In this culture we tear down women to build men up. I can't separate the trashing of Chelsea from the hero-worship of Barack. I'm sorry, i just can't. No one wants to admit it.
Sex and race, the two things that power this culture right down to its deepest foundations are apparently off limits as topics for dicsussion this primary season - well, WHO DECIDED THAT? And what it REALLY means is that we can't talk about race, but we CAN talk about sex, we can call mothers "pimps" and daughters "whores," but we can't call a black candidate a black candidate; we can question and denigrate a woman candidate for having her daughter campaign for her, but we can't question a man's past drug abuse, a topic also apparently off limits even though the same quesionable character behavior has killed other men's political hopes and dreams. We can demand that the woman not act like a woman, that she be hard and tough, and then lambast her when she does act like a woman. Yet, we champion and valorize the touchy-feel man who can tap into our emotions and "inspire" us in fits of feeling. We ridicule the woman who tears up, and yet we demand that the man make us tear up.
Let's get this straight: MSNBC made the pimp comment in order to further build up Barack. It was said to make the Clintons look sleazy and therefore to make Barack look pure. It was made in the "spirit" of contrast.
And it also shows what a joke Barack's fundamental appeal to his minions is: to "change the tone of politics," or to "change the way politics is done." When they are the ones who are debating whether or not it is acceptable to say Hillary is "pimping out" Chelsea. I didn't see Barack come out against this kind of political discourse, I didn't hear him say anything about it at all.
The bottom line is that this culture is a destructive one and this campaign is nothing more than a glorified reality TV show - a larger than life extended run of something like a political version of The Bachelor. How bad can he be? and yet we let him get away with it because he's a cocky attractive man. How vindictive and bitchy can we make her look? because she's a poltical golddigger and everyone knows that, right? And no, since they're just cardboard cuttouts, into whom the masses need to pour their hate or their hopes, respectively - no other emotions allowed! We can't talk about any deep or meaningful life experiecnes they may had or NOT had, because in TV land there is no such thing as History.

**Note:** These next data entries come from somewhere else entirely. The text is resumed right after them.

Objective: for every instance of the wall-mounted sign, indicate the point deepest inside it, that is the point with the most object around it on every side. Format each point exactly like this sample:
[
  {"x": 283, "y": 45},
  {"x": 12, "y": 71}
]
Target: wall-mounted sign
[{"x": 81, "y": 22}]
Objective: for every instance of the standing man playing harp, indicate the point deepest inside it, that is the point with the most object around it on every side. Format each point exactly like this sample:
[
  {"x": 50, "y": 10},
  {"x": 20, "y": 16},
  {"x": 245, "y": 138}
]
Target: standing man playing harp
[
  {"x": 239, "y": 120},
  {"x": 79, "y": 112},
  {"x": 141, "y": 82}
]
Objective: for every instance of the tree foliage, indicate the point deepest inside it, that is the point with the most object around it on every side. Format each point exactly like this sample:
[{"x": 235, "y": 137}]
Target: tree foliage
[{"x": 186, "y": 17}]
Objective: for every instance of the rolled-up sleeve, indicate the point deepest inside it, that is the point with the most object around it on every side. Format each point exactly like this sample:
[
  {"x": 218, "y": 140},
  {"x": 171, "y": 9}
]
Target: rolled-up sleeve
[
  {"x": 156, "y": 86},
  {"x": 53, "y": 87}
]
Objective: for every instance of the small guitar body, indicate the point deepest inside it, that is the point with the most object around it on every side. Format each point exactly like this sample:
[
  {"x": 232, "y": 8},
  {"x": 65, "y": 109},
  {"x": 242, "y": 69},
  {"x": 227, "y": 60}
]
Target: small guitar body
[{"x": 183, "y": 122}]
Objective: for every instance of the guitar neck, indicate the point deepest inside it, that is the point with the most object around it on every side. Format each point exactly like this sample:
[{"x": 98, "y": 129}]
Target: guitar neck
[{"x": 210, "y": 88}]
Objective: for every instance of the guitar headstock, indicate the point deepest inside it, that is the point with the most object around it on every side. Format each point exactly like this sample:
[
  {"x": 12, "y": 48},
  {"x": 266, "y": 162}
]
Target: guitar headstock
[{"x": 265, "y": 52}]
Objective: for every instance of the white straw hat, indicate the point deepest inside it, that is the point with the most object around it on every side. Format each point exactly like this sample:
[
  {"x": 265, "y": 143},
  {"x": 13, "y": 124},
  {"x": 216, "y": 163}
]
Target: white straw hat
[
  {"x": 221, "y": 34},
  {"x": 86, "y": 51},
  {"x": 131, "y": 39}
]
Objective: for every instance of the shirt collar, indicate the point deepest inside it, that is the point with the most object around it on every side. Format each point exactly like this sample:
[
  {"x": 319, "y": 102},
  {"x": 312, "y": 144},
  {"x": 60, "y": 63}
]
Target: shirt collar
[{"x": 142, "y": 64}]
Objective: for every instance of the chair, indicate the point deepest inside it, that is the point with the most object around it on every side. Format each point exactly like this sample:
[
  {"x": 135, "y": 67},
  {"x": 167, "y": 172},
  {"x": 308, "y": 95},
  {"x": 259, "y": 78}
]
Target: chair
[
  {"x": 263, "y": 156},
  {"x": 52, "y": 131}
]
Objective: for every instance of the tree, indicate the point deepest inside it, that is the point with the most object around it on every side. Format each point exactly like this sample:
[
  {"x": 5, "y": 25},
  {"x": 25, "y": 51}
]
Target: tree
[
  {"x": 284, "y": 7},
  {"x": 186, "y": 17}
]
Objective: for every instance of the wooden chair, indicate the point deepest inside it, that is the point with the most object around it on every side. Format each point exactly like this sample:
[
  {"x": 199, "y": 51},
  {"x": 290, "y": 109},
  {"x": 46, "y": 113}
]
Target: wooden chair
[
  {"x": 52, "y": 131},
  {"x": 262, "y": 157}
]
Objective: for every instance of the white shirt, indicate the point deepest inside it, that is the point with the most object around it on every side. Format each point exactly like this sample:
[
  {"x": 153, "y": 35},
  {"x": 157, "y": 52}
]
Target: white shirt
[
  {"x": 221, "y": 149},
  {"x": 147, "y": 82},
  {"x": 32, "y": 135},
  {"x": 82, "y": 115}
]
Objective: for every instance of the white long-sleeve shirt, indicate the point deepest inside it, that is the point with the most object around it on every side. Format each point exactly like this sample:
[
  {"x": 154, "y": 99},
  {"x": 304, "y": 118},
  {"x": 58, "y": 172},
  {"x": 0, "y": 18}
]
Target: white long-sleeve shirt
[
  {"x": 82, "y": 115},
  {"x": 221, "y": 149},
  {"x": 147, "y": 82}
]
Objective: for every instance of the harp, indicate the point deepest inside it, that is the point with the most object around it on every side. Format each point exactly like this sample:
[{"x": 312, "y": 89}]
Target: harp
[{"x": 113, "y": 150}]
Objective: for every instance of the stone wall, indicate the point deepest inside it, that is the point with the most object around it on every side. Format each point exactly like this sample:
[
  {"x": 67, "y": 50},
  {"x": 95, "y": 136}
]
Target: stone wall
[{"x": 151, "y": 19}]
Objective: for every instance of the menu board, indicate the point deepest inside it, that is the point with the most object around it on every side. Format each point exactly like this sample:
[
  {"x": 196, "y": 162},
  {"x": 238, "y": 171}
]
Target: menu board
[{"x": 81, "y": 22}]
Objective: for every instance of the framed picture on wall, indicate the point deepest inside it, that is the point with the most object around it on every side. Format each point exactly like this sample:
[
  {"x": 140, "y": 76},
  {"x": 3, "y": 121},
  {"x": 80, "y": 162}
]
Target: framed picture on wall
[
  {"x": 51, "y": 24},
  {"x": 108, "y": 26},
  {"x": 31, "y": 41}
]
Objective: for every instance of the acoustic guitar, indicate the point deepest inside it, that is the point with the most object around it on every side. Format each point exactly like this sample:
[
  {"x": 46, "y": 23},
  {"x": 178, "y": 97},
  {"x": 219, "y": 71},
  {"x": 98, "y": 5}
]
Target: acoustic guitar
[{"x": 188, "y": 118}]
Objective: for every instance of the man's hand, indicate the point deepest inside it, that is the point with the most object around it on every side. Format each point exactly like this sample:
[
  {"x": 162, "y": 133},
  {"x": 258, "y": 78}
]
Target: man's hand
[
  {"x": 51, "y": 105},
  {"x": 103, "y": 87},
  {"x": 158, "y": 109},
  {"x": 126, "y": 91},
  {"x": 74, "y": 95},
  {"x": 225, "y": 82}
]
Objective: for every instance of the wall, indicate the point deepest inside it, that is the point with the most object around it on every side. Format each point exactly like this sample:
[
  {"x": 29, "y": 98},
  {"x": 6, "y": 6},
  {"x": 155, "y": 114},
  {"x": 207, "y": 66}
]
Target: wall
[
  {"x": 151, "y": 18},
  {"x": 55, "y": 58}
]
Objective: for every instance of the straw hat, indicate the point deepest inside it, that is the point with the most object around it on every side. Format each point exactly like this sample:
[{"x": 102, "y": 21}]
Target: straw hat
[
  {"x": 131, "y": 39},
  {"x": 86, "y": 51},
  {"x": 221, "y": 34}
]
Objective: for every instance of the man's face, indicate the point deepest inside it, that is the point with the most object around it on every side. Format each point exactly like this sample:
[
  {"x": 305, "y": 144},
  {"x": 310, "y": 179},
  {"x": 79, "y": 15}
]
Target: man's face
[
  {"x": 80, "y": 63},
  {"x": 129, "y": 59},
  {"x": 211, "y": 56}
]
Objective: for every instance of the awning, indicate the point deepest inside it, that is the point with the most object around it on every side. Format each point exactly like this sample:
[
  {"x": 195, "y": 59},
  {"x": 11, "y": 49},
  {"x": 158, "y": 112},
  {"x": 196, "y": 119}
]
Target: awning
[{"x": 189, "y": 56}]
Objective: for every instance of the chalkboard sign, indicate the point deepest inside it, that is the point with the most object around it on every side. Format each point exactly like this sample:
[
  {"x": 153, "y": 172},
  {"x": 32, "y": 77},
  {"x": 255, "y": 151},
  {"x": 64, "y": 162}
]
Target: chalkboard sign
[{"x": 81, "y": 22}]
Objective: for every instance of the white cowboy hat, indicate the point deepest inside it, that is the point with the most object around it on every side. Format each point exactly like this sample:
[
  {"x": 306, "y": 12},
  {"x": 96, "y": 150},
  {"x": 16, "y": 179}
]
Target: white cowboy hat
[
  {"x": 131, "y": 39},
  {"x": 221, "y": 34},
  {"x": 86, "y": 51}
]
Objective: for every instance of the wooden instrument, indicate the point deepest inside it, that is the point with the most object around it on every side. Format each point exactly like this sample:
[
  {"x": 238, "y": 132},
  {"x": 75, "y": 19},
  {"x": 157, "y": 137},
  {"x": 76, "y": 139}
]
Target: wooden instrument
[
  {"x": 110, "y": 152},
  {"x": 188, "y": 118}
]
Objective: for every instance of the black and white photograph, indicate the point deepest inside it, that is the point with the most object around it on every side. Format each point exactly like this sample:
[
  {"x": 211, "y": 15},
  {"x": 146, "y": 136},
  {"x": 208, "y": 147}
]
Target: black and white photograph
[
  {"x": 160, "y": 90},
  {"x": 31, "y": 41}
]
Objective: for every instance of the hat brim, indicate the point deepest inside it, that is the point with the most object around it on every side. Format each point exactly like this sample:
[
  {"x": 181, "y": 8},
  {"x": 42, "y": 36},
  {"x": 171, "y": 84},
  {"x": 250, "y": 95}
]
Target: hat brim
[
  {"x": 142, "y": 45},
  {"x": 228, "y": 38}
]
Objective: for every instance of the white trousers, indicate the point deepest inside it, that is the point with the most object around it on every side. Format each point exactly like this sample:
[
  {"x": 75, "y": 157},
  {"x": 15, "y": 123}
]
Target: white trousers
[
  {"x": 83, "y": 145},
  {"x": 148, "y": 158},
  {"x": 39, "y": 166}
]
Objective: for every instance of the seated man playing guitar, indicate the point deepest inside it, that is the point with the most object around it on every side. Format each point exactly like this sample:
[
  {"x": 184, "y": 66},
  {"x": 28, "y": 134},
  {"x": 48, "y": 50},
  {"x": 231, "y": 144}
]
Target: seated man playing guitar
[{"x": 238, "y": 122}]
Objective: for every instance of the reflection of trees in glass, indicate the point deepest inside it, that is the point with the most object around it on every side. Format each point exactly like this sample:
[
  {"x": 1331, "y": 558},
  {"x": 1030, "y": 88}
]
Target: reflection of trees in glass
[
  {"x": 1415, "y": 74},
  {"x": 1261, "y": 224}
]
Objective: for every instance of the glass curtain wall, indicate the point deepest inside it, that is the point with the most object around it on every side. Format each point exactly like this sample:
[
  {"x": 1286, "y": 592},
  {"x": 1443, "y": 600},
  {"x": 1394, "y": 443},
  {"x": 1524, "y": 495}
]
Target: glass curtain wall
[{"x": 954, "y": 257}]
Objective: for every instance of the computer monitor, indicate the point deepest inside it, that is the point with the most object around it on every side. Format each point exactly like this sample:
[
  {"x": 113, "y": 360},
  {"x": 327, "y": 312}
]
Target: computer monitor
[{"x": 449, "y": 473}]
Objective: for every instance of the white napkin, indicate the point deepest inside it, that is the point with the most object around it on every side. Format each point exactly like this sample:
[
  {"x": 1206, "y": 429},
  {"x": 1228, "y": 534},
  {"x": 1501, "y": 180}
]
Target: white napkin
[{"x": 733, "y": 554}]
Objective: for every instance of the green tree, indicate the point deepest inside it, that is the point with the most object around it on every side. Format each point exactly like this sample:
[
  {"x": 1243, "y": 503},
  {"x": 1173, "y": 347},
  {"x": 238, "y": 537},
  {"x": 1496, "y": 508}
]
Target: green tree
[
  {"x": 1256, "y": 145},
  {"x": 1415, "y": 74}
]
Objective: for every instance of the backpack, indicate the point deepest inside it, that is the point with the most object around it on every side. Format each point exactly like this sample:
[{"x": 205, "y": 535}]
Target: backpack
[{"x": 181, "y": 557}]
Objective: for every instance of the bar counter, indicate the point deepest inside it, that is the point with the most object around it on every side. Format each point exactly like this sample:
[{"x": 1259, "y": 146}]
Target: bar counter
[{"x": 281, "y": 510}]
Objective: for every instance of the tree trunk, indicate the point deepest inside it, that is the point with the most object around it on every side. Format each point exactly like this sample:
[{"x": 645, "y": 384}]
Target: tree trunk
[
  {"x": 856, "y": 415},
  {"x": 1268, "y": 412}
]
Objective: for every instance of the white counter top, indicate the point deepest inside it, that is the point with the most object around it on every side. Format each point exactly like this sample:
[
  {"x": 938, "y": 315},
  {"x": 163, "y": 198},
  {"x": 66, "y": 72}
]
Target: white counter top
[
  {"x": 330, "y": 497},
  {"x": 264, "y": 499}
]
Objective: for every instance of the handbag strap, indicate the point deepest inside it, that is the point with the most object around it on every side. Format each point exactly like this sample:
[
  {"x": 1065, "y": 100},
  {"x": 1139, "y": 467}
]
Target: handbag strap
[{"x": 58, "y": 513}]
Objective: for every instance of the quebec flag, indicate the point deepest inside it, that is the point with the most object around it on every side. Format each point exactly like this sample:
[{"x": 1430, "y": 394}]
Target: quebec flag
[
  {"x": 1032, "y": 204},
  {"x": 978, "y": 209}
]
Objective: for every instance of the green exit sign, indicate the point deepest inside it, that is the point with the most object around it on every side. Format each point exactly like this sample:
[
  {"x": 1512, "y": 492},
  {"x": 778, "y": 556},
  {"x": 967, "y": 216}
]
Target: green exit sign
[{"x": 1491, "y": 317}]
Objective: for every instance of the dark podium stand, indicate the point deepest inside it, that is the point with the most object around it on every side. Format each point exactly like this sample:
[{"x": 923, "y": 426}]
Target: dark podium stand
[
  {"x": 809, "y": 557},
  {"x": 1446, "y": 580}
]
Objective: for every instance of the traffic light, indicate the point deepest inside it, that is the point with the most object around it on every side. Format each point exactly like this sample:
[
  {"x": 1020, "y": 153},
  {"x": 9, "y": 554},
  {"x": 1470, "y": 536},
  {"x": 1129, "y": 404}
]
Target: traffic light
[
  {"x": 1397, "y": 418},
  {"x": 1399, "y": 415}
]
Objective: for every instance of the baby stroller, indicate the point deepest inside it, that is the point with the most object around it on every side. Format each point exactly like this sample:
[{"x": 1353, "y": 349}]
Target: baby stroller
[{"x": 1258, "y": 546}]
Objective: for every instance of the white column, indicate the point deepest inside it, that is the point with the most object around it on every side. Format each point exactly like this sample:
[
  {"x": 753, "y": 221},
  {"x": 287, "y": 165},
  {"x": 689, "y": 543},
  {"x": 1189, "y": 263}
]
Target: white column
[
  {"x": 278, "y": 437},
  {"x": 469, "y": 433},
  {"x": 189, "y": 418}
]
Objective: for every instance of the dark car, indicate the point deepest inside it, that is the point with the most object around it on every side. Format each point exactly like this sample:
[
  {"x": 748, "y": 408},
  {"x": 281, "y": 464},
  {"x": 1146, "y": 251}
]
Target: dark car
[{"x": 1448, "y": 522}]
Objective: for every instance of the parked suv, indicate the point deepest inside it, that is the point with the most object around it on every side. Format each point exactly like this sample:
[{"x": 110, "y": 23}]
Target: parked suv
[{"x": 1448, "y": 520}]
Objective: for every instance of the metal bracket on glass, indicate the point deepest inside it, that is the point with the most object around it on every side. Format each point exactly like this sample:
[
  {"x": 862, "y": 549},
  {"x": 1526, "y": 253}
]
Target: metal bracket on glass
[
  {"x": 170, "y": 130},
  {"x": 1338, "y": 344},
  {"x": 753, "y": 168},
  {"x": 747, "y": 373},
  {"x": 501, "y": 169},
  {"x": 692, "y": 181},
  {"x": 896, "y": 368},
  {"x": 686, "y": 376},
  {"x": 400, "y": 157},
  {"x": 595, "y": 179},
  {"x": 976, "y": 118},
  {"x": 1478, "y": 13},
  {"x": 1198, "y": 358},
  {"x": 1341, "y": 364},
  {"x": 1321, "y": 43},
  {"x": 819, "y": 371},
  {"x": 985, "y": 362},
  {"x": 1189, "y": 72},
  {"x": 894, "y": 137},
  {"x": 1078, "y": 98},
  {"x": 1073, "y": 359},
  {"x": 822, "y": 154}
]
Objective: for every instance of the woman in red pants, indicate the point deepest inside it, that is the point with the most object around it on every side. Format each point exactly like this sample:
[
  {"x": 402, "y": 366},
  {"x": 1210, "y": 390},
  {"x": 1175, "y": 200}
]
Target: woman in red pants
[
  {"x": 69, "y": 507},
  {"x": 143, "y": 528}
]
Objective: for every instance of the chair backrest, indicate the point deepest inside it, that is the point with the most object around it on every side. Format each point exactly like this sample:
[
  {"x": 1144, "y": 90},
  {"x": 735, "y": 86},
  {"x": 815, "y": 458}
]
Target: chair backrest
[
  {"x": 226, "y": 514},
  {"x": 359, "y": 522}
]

In reality TV land the candidates are stripped down to their basic TV essentials:
---she is, naturally, a whore
---he is, naturally, a hero
because that is what we as the enthralled audience demand they be in the end.
But one thing to keep in mind, in this culture that we have created, the heros always at some point have to be brought down, too. No one is allowed to "transcend" the culture itself; no one is allowed to go beyond the bounds set for us by our masters, the TV executives.
You can't say you want to change the tone of politics, and yet do battle and exist as as persona, rather than a real person, in the arena that is setting the parameter for those poltiics, and shaping those politics. Unless you are using that media and manipulating that media to further your own interests, to dupe the adoring audience. That is just good old cynicism at work and anyone who doesn't acknoweldge and recognize that is just dumb, or in a willful state of suspension of disbelief, in my opinion.
So, for today, I've decided that it doesn't really make a shred of difference who wins the election, because all of this is going to keep on going the way it goes. And it will probably just get worse, more destructive, and more violent. For instance, anyone seen Untraceable?